Instilling substance in every performance, Nolan’s cast was chosen not by their celebrity, rather for their abilities to epitomize classic characters. Bale’s performance pivots Wayne on the actor’s undeniable ability to evoke the character’s brooding disposition, handled with genuineness and severity by a performer gradually becoming one of Hollywood’s most respectable figures. Michael Caine decorates his lines as Alfred with appropriate humor and wisdom, servicing the film and, indeed, his character with limitless supplies of conscience and heart. And Gary Oldman seems to embody the very essence of the James Gordon from Miller’s text and Timm’s cartoon, both in appearance and spirit. The combined presence of the cast—including names like Liam Neeson, Tom Wilkinson, Cillian Murphy, Morgan Freeman, Rutger Hauer, and Katie Holmes—brings an unprecedented, unexpected integrity to what might have been a mere comic book movie.

Batman Begins
not only starts a landmark franchise, but it also reestablishes an ongoing mythology that, in film, was close to crumbling, sustaining its frames with drama that far surpasses the usual overtly commercial popcorn-munching fare of the genre. Nolan’s reinvention of the series disregards Burton and Schumacher’s now altogether eclipsed efforts, starting afresh in the grave traditions of Miller and Timm. The film extends adult themes into realms of tragedy, and therein births a new height for the genre. Whereas Hollywood often consumes and spews out superhero franchises like bubblegum unworthy of consideration, several properties have taken a hint from Nolan’s film, underlining darker, dramatic, and realist aspects of their characters’ psychology to elevate the filmic story into cinematic art, deepening their description beyond just brave symbols and into relatable individuals retaining emotional pull. As a result, the concept of “mere comic book movie” has almost evaporated since the release of Nolan’s dark opus, inciting a singular comic-to-film renaissance that has since established the genre’s authority.

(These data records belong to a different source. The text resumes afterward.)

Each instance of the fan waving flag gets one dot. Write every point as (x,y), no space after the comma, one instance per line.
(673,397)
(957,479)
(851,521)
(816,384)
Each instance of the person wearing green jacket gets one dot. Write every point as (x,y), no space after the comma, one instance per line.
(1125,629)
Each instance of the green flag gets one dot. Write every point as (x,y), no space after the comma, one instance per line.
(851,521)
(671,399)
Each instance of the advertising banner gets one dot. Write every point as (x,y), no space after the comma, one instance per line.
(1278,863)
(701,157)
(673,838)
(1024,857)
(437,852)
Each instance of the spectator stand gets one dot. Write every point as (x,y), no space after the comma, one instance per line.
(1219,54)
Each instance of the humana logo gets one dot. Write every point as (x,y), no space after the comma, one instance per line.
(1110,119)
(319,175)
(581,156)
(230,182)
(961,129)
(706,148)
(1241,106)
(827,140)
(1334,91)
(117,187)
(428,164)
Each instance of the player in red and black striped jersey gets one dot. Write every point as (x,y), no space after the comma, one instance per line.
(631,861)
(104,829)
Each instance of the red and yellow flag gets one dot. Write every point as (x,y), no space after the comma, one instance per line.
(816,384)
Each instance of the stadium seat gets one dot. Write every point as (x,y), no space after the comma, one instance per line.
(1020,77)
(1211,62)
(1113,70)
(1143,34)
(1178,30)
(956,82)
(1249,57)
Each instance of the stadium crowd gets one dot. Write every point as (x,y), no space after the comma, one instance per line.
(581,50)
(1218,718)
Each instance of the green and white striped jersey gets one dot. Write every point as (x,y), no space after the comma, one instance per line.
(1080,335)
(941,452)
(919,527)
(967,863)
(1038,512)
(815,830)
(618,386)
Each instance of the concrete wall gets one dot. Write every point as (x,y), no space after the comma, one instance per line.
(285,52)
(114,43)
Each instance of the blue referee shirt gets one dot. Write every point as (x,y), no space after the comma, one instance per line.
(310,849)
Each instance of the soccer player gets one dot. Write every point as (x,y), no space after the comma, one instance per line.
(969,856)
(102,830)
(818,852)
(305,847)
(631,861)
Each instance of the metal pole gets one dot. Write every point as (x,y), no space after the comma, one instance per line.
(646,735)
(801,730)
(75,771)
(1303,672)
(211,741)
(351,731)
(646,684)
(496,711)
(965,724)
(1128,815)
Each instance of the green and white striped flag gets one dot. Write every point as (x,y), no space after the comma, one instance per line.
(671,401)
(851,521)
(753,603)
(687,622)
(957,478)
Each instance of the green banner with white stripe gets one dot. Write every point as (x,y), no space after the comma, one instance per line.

When treated with the lofty ambitions Nolan sets down here, though rare, the comic book film can become high cinematic art. Batman Begins is the launching pad for that movement, although no other filmmaker—outside of Nolan himself—has outdone what he achieved here. Nolan does so by combining his technical mastery with his gift for supplying narrative rich with symbolic storytelling. The themes running through the film create a character whose origins seek to discover what it means to be a superhero, but also what it takes for “just a man” to become a superhero. From his self-imposed moral guidelines, a human being becomes an emblem from which an entire city draws the will to change and force out injustice. In doing so, the figurehead of Batman emphasizes a basic human need for symbols, while Batman Begins explores that theme in a thoughtful, exciting, expertly made motion-picture.